When Rona Fairhead, the new chair of the BBC Trust, left the position of Financial Times chief executive last year, after she wasn’t chosen to head the parent company, Pearson, she received a “discretionary severance payment” of £1.15m. This led to a shareholders’ revolt in which a third of the votes at Pearson’s annual general meeting went against the company’s remuneration report. Is she the wisest choice to oversee the BBC, which has been widely criticised for its generosity to departing employees?

 

Green screen

Who is Marina Silva, the Brazilian presidential candidate who, according to polls, could beat Dilma Rousseff, the incumbent, in the election in October? We know that she comes from a poor Amazonian family; that she was illiterate until she was 16; and that, if elected, she will be the country’s first black leader. But what does she stand for?

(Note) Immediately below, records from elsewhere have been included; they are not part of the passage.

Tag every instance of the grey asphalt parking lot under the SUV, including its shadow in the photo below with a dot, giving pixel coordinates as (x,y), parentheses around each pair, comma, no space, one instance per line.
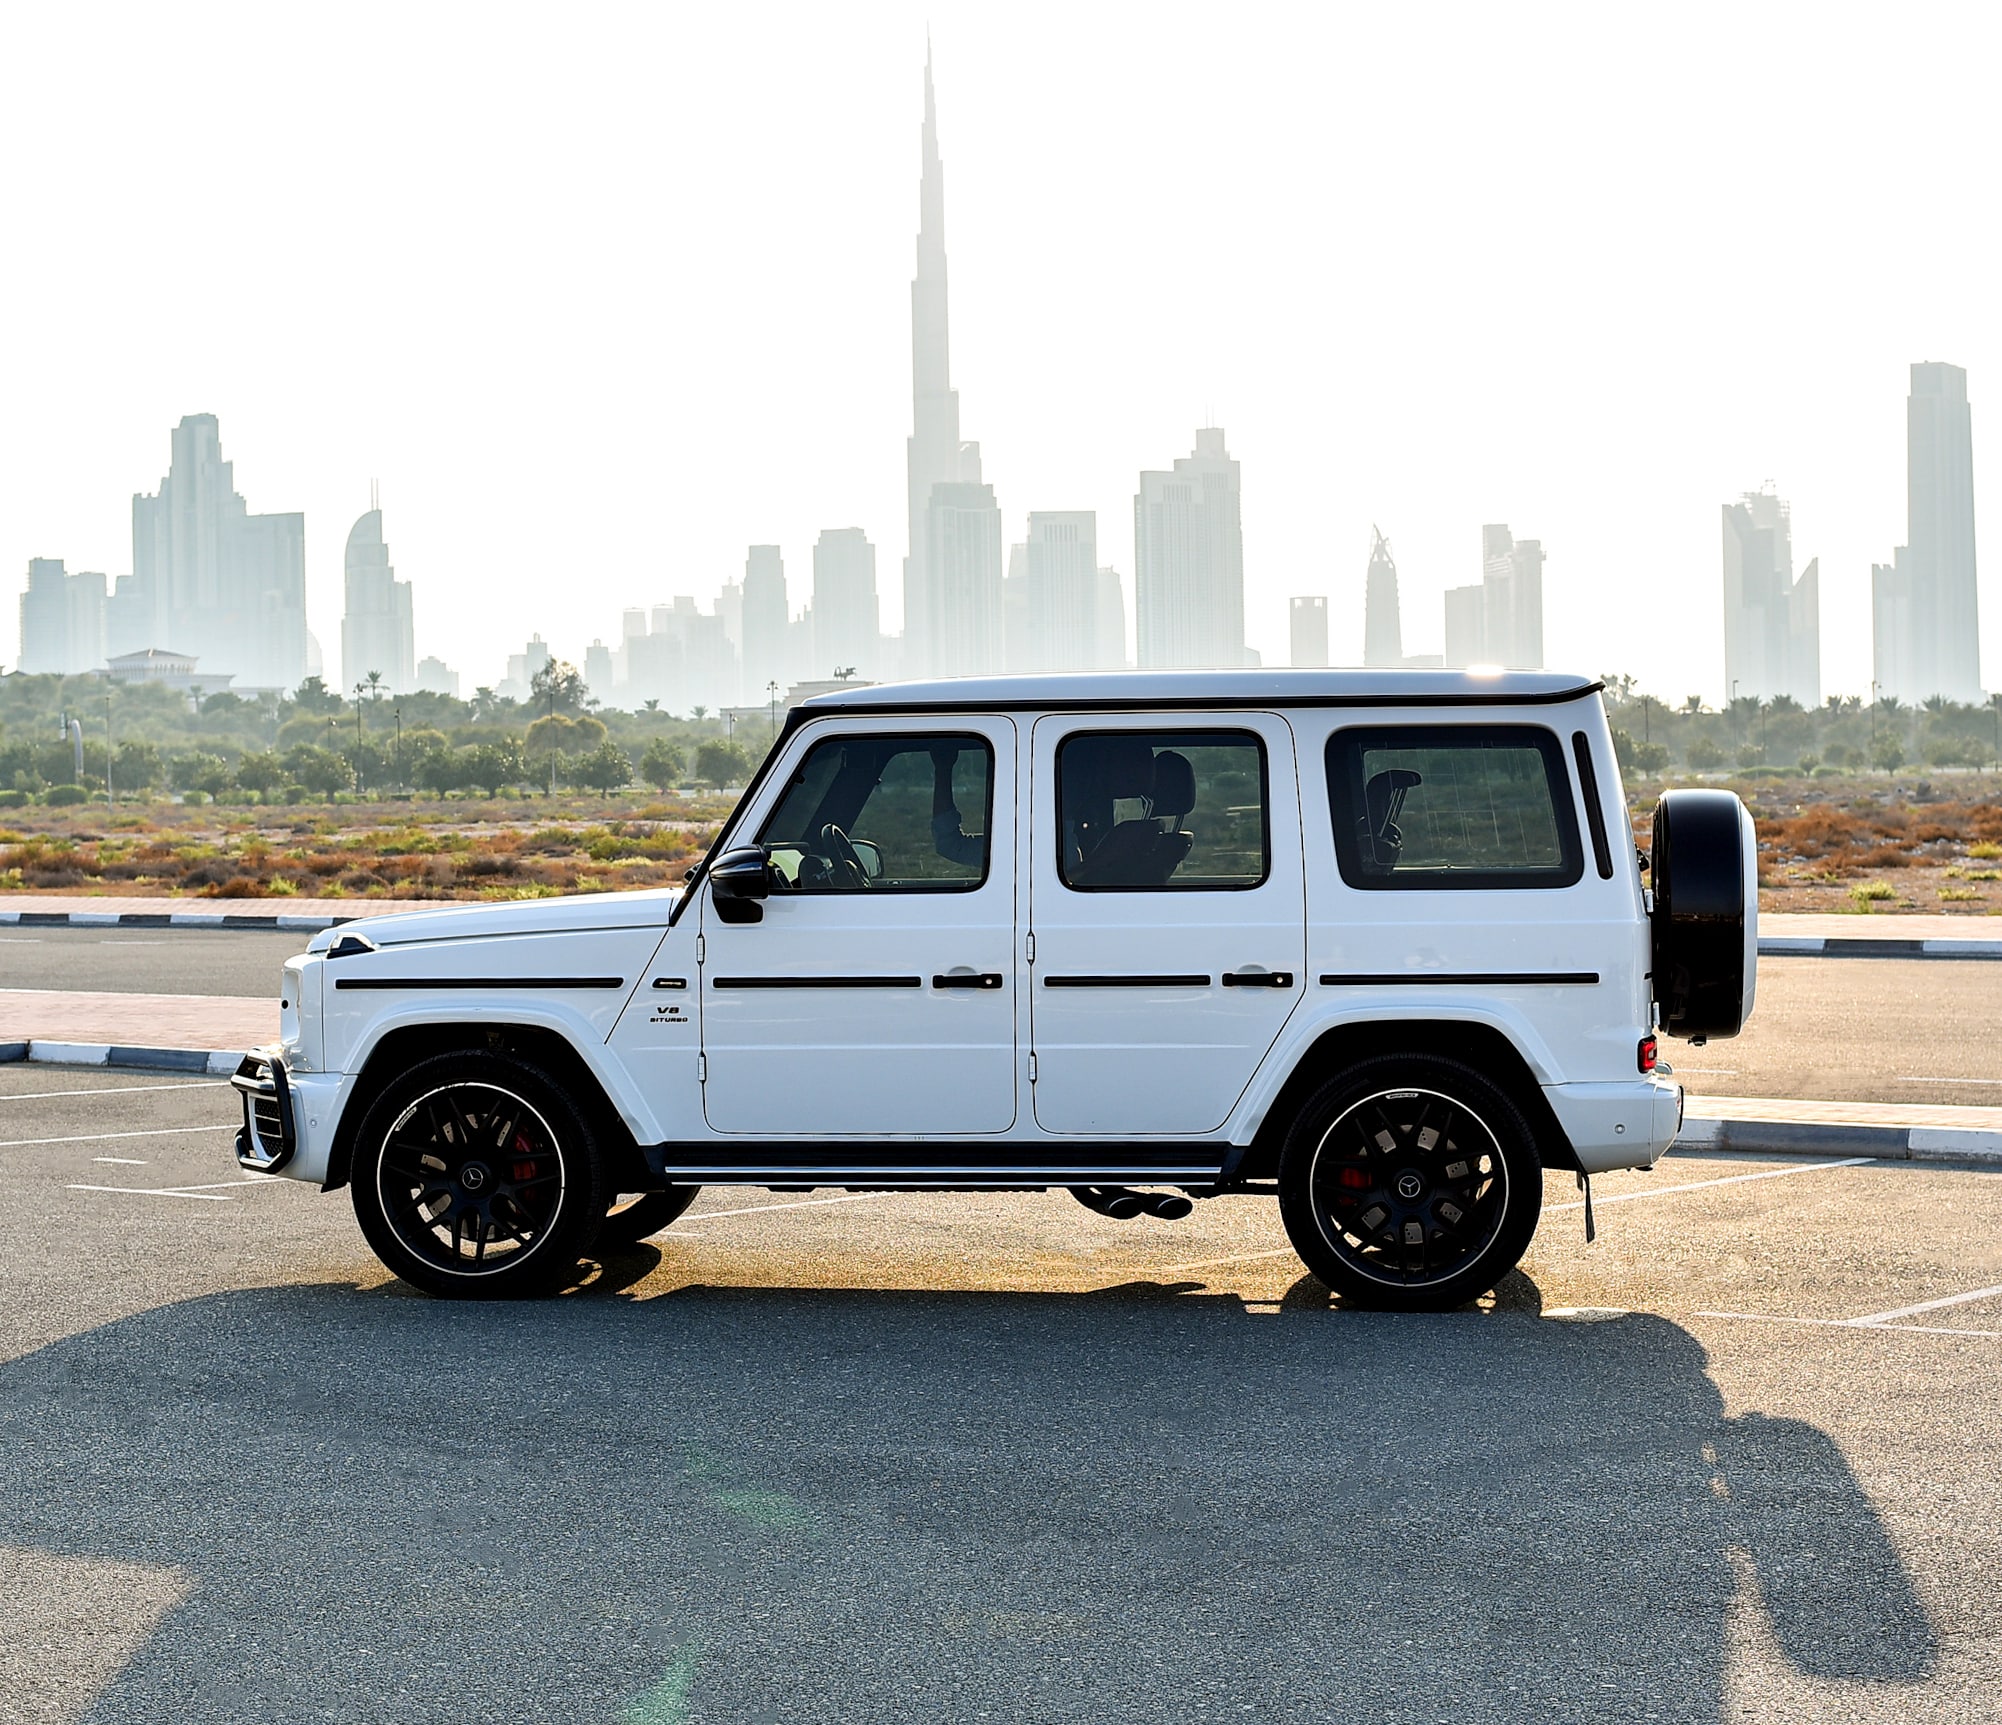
(848,1458)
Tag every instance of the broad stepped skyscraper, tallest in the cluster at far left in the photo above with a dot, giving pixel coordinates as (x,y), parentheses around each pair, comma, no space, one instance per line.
(209,577)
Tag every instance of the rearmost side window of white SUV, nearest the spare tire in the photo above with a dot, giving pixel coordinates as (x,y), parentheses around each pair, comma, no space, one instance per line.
(1452,807)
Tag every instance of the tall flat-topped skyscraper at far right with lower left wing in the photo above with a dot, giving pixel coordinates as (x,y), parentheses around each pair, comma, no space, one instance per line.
(1925,607)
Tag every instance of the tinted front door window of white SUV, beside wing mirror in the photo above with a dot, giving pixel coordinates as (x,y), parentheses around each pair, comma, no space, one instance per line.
(884,813)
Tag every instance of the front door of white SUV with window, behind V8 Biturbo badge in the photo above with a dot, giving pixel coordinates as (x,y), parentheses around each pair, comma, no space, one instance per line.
(876,996)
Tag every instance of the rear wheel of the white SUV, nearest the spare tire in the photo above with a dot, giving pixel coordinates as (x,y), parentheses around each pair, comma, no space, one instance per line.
(1386,1218)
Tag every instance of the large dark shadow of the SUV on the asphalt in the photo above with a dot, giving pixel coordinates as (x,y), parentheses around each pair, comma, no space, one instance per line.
(760,1506)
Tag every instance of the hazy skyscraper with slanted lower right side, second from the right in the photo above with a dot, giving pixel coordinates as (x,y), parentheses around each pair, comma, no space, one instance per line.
(1773,623)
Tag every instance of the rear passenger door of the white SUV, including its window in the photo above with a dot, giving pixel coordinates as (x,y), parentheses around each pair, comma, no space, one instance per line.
(1168,916)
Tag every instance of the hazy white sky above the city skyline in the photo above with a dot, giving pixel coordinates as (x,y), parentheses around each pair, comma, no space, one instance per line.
(604,295)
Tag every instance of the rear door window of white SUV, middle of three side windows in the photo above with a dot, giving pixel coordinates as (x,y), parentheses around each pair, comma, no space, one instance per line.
(1162,811)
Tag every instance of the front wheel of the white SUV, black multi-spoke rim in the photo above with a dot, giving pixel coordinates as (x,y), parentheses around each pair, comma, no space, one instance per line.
(463,1218)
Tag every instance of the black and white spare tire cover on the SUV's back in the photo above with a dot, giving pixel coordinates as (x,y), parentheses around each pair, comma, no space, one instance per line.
(1705,914)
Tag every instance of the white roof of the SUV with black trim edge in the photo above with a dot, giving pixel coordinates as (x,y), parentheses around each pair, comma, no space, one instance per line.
(1088,689)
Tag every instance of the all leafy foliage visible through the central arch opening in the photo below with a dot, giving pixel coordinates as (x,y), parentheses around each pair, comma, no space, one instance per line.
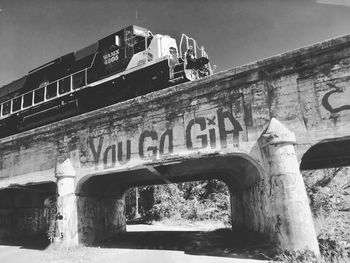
(202,200)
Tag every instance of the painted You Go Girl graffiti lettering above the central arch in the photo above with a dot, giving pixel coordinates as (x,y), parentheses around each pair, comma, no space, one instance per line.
(217,131)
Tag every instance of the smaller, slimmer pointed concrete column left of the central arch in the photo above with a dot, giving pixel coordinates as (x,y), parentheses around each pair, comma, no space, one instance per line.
(66,218)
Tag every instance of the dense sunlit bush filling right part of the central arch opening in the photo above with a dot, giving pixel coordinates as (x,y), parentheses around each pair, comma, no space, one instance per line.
(203,200)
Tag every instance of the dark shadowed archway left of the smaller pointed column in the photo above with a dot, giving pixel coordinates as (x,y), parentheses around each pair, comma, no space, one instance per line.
(25,215)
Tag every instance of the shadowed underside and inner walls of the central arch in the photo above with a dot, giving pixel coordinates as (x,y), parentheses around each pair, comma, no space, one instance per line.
(101,198)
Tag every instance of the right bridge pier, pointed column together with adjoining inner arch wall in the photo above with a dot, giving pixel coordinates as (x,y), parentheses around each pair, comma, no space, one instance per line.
(277,204)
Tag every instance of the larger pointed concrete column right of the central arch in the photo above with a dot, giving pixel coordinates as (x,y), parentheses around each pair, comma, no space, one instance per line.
(287,206)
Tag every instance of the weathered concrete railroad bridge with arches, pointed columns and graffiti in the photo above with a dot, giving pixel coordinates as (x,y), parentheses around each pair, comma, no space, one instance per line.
(253,127)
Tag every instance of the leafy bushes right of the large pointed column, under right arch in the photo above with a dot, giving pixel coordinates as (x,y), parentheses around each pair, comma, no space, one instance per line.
(328,191)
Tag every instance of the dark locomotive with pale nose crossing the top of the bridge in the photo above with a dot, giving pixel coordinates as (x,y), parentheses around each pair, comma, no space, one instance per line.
(123,65)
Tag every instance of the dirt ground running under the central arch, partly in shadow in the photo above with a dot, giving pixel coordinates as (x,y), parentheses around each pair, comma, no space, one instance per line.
(146,243)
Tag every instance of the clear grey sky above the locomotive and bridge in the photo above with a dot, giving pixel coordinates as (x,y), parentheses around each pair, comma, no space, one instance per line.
(234,32)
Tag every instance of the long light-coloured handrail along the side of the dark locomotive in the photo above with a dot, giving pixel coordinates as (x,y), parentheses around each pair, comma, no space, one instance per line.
(58,95)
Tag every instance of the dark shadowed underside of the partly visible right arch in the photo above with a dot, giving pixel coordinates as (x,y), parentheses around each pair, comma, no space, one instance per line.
(327,154)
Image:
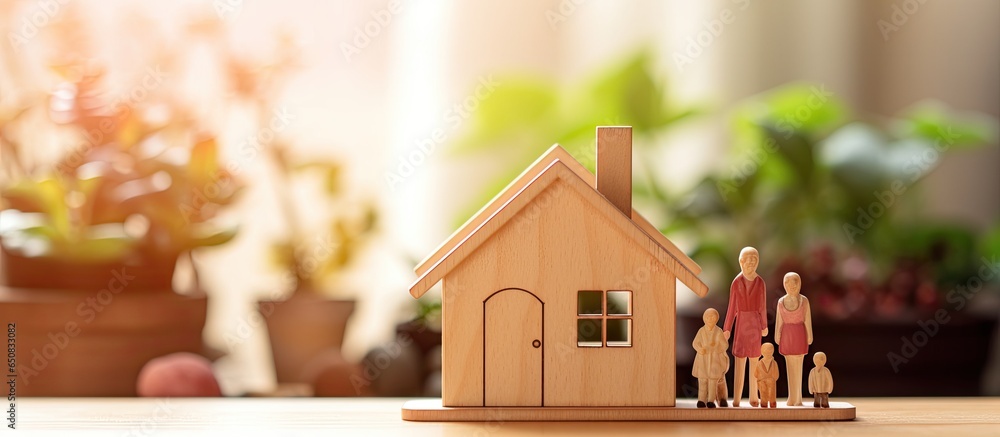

The Observer reports that she is a principled environmentalist, likely to become the world’s first green president. On the same day, the Sunday Times portrays her as a standard-bearer for Protestant evangelical Christianity. The Observer article has nothing in it about religion. The one in the Sunday Times has only one passing word about environmentalism. As the latter’s proprietor, Rupert Murdoch, is a born-again Christian and the former belongs to a newspaper group that proclaims green commitments, you may see this as an illustration of how reporters see what they think it best to see. Or as an example of the glorious diversity of the British press.

 

Agricultural shots

As this summer has shown, Indians have become very bad at (and possibly uninterested in) Test cricket but very good at the one-day variety. Why? The historian Ramachandra Guha once observed: “Cricket fits in easily with the rhythms of . . . an agrarian culture, accustomed to thinking in cosmic or calendric rather than clock time.” To “industrial and industrious” Americans, five days was a long time. To Indians, it was “a bare wink of the eye”. But not, I think, to the young and growing middle classes of Mumbai and other Indian cities, who are desperate to escape their country’s agrarian past and become more like Americans. That is why they are turning their backs on Tests. And the English, who are (fairly) good in Tests but hopeless in one-day matches? They yearn, as they have done since the Industrial Revolution, for a return to the peaceful rhythms of a mythical rural paradise.